High-tech ways to study music and the mind

Research on the connection between music and the human brain dates back to the earliest days of neuroscience. In the mid and late 19th century, psychologists, musicologists and neurologists explored how people perceive music, and the physical and psychological reactions music can elicit. But the technological limitations of the time meant that a lot of this work was done through observational studies, theories, or from studying individuals with brain damage that impacted music-related functions.

Throughout the 20th century, advances in imaging technology gave us better glimpses into the human brain. Magnetic resonance imaging (MRI), computed tomography (CT), and positron emission tomography (PET) allowed us to map the brain with increasing detail, but it wasn’t until the emergence of the functional MRI (fMRI) — which visually maps activity in different regions of the brain by measuring blood flow changes — in 1990 that scientists could truly begin to investigate what’s happening between our ears when we listen to, play, or read music.

“You can see the potential in all of these early papers, but it kind of got busted open in the last 10 to 15 years,” says Charles Limb, a surgeon and neuroscientist at the University of California, San Francisco.

Headshot of a smiling man in a suit and tie
Dr. Charles Limb is a surgeon, neuroscientist, and musician at the University of California, San Francisco (UCSF) who has carried out research on the neural basis of musical creativity and the impact of cochlear implants on music perception in hearing impaired individuals.

fMRI has enabled researchers to quantify some of our most basic understandings about music and the brain, such as music’s connection to memory. We’ve all experienced that moment when a certain song comes on the radio and suddenly you’re transported back to a specific time and place, a waterfall of memories reflexively cascading over your mind. That connection between music and memory has been captured using fMRI.

In a 2009 study, for example, Petr Janata, a cognitive neuroscientist at the University of California, Davis, had students get in an fMRI and listen to a random sampling of songs that were popular from their teenage years. Afterwards, he had them indicate which songs they knew, and which, if any, had personal significance for them and elicited that nostalgic reaction.

The songs that the students identified as most salient to their own history were associated with the strongest activation of the medial prefrontal cortex, a part of the brain located just behind the forehead that is associated with self-knowledge and autobiographical information.

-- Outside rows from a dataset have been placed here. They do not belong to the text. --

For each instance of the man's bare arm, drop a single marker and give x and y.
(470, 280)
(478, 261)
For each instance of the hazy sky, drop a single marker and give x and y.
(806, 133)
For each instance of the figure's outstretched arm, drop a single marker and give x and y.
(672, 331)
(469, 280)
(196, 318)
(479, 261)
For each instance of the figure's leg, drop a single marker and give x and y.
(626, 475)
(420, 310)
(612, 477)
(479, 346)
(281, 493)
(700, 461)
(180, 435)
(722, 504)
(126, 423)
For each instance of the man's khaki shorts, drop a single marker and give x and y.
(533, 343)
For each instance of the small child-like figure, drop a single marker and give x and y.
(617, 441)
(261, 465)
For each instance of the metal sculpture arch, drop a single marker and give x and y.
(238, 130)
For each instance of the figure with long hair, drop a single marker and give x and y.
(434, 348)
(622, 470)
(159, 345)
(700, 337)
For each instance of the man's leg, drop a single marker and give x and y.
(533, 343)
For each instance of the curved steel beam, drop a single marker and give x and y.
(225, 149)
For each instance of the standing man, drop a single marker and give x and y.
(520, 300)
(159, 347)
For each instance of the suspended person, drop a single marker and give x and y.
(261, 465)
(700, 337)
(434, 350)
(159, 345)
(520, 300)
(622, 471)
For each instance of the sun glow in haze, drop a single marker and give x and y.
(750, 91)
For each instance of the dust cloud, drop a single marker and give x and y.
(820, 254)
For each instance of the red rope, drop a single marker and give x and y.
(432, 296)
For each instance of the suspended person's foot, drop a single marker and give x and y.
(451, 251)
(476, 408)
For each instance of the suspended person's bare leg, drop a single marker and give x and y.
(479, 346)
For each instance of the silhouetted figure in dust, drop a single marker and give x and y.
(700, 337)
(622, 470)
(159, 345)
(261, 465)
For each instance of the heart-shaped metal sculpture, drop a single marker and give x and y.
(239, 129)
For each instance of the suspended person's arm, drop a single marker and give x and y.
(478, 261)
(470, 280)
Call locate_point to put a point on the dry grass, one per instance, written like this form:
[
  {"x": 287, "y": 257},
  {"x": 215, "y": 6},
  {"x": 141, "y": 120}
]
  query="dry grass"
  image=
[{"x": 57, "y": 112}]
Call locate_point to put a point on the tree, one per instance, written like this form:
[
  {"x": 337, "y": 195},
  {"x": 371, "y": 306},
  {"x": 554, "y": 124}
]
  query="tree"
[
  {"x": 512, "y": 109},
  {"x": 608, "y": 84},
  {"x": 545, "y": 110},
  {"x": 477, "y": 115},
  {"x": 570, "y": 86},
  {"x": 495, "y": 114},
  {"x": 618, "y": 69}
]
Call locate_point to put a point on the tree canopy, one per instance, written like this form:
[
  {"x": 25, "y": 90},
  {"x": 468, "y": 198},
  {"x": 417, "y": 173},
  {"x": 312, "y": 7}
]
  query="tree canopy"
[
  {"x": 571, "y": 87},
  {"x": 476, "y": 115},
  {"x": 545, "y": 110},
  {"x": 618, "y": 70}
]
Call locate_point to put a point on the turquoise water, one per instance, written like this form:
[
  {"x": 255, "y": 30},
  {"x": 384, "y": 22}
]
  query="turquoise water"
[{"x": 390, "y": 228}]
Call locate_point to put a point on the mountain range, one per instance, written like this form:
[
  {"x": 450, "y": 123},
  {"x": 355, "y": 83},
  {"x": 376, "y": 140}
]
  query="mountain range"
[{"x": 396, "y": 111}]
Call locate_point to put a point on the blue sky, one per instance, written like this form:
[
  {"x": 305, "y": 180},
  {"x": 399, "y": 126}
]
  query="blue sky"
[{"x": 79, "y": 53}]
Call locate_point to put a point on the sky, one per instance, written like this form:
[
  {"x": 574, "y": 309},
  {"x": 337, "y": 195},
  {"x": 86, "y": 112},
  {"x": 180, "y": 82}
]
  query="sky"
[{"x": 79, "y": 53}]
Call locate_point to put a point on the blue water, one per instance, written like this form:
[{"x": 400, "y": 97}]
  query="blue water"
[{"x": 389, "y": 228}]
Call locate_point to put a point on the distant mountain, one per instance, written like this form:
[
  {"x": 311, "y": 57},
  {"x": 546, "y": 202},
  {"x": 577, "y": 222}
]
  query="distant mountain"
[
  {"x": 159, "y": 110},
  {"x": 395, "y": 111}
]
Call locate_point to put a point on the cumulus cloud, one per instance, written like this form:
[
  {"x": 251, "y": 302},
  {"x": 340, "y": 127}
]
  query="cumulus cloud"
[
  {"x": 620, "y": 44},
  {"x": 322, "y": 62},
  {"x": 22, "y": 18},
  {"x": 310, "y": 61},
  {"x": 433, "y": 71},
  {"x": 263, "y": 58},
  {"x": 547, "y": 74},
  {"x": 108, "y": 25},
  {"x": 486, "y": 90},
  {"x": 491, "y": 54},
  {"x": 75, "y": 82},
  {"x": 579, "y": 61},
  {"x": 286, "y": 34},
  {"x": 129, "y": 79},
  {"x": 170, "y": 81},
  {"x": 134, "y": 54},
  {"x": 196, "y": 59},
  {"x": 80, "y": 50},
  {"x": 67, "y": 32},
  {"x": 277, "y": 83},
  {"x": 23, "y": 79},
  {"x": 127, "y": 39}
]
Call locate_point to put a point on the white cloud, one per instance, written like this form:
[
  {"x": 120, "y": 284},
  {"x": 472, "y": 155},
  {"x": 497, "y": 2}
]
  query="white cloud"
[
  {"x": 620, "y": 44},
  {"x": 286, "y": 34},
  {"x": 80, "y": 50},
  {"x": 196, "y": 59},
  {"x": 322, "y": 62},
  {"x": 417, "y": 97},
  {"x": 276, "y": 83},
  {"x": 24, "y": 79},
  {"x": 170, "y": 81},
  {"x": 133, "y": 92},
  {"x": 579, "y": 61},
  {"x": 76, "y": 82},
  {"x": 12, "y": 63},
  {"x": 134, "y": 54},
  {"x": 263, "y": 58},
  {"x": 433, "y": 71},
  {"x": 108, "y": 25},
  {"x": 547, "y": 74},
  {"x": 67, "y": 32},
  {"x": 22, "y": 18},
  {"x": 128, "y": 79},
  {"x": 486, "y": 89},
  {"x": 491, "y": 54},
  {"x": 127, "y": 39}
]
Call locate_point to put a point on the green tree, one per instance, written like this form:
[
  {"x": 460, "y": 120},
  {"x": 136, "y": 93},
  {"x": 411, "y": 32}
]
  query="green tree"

This link — between music and the personal memories from our life — may help explain why music has proven to be therapeutic for memory disorders like dementia and Alzheimer’s disease.

Music and emotions

Matthew Sachs, a postdoctoral research fellow at Columbia University, uses fMRI to help answer questions about music and emotions. Why is it, for example, that some people get chills when listening to a particular piece of music, but other people do not? In a study published in 2016, Sachs and his colleagues found that part of it may be due to their individual brain structure. The researchers used fMRI to compare the brains of individuals who experience chills when listening to certain pieces of music (this was both self-reported and measured using electrodes) to individuals who don’t.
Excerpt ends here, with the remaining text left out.